Attending a lecture
- tags
- #Machine Learning #AI Ethics #Ivan Illich #Geoffrey Hinton
- published
- reading time
- 5 minutes
I attended yesterday a lecture by Geoffrey Hinton - the part about LLMs and how they work was helpful and sometimes bizarre - the image of a word with 1000s of trailing hands and gloves that enable it to connect in specific ways with other words was disturbing and begged for a drawing. It’s interesting that there wasn’t a single image in the presentation: just dense text that served more as speaker’s notes than a support for audience understanding.
The term ‘understanding’ was used in reference to LLMs in a way that I found unsettling. He stated toward the beginning of the talk and repeated several times that LLMs are widely acknowledged to ‘understand’ the meaning of words, rather than simply parroting learned patterns in a way that mimics understanding. I truly don’t see the benefit of anthropomorphizing AI in this way. I may be misunderstanding his argument but it seems to me that AI can be a stochastic parrot and a convincing imitator of thought at the same time. Whether we treat AI as a person or as a machine is a choice, and retaining a conceptual distinction between animate creatures and machines is something we can choose to do for ethical and cultural reasons. Emphasizing the ways in which AI models are ’like us’, something that Hinton did at multiple points in his talk, feeds into a narrative that places agency and even ethical responsibility with the AI agent rather than the companies and individuals responsible for their development. This is self-evidently beneficial for corporations and, perhaps, for people like Hinton who could be seen as bearing some responsibility for the benefits and the harms of AI.
This is where it seems important to consider how AI sits in the spectrum of entities that we interact with, and most significantly where humans fall in this spectrum. While AI is often compared with human intelligence, I don’t often see the comparison made with animal intelligence, although in terms of neural complexity (if we accept this as in some way measuring intelligence) AI is far closer to animals than people. Are humans closer to AI in their intelligence, or to non-human animals? Listening to Geoffrey Hinton it sounds like we are practically indistinguishable from the AI we’ve created. Seen another way the AI model is a profoundly weird machine creation that has little in common with humans or non-human animals. The perspective that we take is, I"m convinced, in the end a matter of choice more than one of fact.
I’ve recently been reading Ivan Illich’s Tools for Conviviality and am struck by the number of passages that anticipate the moment we’re in currently with AI. Illich is concerned with the harmful effects of machines like the automobile that become self-perpetuating in that the infrastructure built to support them, like highways, excludes other forms of transport like walking and cycling and thus results in a homogenization of the options for transportation. One of Illich’s key observations is that this development becomes irreversible because once the speed of a car has been experienced it becomes unappealing to go back to modes of locomotion unaided by the machine. Applied to AI, this insight suggests that once humans have experienced the acceleration of thought enabled by AI it will be unappealing to return to unaided thinking. Efficiency was another term used frequently by Hinton: efficiency of education, efficiency of thought.
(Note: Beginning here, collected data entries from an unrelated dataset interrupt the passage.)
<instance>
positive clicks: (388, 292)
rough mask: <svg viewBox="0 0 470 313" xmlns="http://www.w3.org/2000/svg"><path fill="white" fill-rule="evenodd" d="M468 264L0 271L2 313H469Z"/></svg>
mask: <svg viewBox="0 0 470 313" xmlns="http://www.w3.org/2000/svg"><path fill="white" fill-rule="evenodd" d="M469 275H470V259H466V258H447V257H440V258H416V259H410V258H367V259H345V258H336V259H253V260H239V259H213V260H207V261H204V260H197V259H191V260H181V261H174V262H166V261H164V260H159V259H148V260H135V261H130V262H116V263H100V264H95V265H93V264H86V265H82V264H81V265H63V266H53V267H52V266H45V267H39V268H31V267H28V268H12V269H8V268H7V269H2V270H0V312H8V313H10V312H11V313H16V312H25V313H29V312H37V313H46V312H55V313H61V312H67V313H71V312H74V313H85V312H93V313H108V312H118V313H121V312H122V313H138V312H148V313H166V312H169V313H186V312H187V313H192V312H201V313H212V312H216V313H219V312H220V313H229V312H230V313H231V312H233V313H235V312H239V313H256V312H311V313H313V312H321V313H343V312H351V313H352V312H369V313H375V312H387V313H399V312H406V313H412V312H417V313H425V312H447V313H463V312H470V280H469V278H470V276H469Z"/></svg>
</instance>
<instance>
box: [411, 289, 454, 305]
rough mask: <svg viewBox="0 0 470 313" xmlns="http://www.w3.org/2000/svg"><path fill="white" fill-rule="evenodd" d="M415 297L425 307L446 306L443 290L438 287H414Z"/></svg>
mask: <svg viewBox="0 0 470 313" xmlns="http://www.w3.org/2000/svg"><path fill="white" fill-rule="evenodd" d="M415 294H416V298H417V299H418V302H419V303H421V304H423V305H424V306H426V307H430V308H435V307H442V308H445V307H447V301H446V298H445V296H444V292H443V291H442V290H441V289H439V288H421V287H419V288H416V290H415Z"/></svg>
There are indications that the transition to thought enhanced by machines is at least as difficult to reverse as the enhancement of movement by machines, and the consequences in terms of homogenization and alienation may be more unsettling.
Hinton made one really interesting observation about the difference between humans and AI in terms transmission of knowledge. He made the point that knowledge transmission between humans is fundamentally ineffient, requiring a lot of time to move information from one mind to another, quite unlike digital machines which can efficiently transfer knowledge in the form of neural networks which run equally well on any hardware. This idea that human brains are a unique encapsulation of knowledge was one of the few admissions in the talk of essential differences between humans and LLMs. In terms the relation of humans, animals, and AI, humans are far closer to their fellow non-human animals than they are to machines in this and in so many other ways. I am personally interested in making more of this affinity between people and non-human animals as an important contrast with the machines.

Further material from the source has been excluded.